Los ríos y lagos naturales no se parecen a las piscinas. Las piscinas tienen un fondo plano, tienen profundidad controlada, tienen personal de rescate y áreas separadas para cada grupo de edad. El río Rojo o los lagos espontáneos tienen flujos cambiantes, fondo irregular, barro, obstáculos subterráneos, agujeros profundos repentinos, remolinos y muchos factores que no se pueden observar a simple vista. Las personas que saben nadar aún pueden estar en peligro cuando tienen calambres, se agotan, se ahogan, resbalan, se atascan en obstáculos o son arrastradas lejos por el agua.

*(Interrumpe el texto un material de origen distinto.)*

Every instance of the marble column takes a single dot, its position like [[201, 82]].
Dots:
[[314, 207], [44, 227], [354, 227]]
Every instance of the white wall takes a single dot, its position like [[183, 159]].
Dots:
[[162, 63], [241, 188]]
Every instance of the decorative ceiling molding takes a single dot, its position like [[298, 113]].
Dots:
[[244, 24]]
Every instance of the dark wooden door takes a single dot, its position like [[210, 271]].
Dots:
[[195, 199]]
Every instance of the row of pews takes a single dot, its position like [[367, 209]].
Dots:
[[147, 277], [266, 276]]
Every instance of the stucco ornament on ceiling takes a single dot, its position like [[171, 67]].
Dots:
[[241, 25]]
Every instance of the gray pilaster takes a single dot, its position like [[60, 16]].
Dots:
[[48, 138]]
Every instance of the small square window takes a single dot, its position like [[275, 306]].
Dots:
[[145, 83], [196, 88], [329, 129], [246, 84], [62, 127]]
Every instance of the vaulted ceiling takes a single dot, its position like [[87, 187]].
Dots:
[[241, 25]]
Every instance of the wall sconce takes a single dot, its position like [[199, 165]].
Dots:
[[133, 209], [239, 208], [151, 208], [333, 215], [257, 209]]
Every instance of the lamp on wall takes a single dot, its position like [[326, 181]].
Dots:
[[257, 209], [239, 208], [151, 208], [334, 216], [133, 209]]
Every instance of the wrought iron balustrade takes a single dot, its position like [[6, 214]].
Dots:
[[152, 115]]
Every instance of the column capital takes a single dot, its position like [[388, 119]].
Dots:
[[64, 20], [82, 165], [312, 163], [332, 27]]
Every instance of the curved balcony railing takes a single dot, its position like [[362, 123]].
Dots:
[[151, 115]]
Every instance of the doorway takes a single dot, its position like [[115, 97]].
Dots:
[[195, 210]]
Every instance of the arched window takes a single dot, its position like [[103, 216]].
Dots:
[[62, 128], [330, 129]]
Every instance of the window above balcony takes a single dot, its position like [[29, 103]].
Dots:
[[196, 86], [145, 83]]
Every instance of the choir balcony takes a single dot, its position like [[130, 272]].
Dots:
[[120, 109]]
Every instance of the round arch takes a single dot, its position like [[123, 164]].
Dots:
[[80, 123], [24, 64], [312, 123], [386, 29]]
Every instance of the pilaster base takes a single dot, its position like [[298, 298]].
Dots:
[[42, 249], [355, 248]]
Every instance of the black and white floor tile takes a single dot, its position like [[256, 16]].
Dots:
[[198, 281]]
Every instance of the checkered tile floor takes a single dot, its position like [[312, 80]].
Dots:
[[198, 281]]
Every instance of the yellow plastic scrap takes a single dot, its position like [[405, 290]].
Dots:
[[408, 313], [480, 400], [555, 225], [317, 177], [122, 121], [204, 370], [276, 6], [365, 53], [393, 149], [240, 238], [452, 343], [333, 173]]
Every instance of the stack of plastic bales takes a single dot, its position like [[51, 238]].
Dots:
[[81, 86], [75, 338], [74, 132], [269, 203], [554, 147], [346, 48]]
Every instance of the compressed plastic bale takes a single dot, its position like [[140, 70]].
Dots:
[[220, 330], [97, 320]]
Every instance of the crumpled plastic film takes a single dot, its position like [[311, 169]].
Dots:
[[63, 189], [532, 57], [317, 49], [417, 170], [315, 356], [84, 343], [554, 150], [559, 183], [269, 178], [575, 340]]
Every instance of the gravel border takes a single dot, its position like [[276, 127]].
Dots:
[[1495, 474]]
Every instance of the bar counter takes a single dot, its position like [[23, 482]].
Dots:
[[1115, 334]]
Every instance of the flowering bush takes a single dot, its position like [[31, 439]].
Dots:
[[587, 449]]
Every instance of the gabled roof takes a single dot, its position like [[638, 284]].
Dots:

El ahogamiento es peligroso porque ocurre muy rápido y suele ser silencioso. No siempre las víctimas gritan pidiendo ayuda, agitando la mano o forcejeando violentamente como mucha gente piensa. Hay casos en los que los niños solo resbalan en aguas profundas, entran en pánico y se hunden gradualmente mientras que los que les rodean no se dan cuenta.
Por lo tanto, la prevención y el control del ahogamiento no pueden detenerse solo en recomendaciones generales como "no nadar en ríos y lagos".
Lo que es más necesario es gestionar específicamente los puntos peligrosos. Las autoridades locales deben revisar las playas espontáneas, los lagos profundos, las zonas ribereñas donde la gente suele reunirse; colocar señales de advertencia claras; aumentar las patrullas en las horas pico de calor; manejar los puntos de servicio espontáneos e inseguros. Los lugares con alto riesgo necesitan cercas, instalar chalecos salvavidas, disponer números de teléfono de rescate y, al mismo tiempo, hacer propaganda regularmente a través de altavoces de barrio, redes sociales y grupos de residentes.
La familia tampoco puede dejar la responsabilidad a la escuela o al gobierno. Los padres deben explicar claramente a sus hijos los peligros de los ríos y lagos naturales, no dejar que los niños se bañen, pesquen o jueguen solos cerca de la orilla del agua; no dejar que los niños salgan en grupos de amigos sin la supervisión de un adulto. Para los adultos, especialmente los adolescentes, es necesario abandonar la mentalidad de ignorar los riesgos. Una tarde calurosa puede encontrar muchas formas más seguras de refrescarse: ir a una piscina gestionada, elegir un espacio público adecuado, beber suficiente agua, evitar salir a la luz del sol abrasador. No se debe beber alcohol y luego bajar al agua; no nadar solo; no nadar en zonas con señales de prohibición; no nadar cuando estés cansado, hambriento, acabas de comer o no conoces bien el terreno.
En la temporada alta de calor del verano, el mensaje que hay que repetir es: No conviertan los ríos y lagos en "piscinas espontáneas" y no permitan que la subjetividad de los adultos se convierta en el dolor de toda la familia.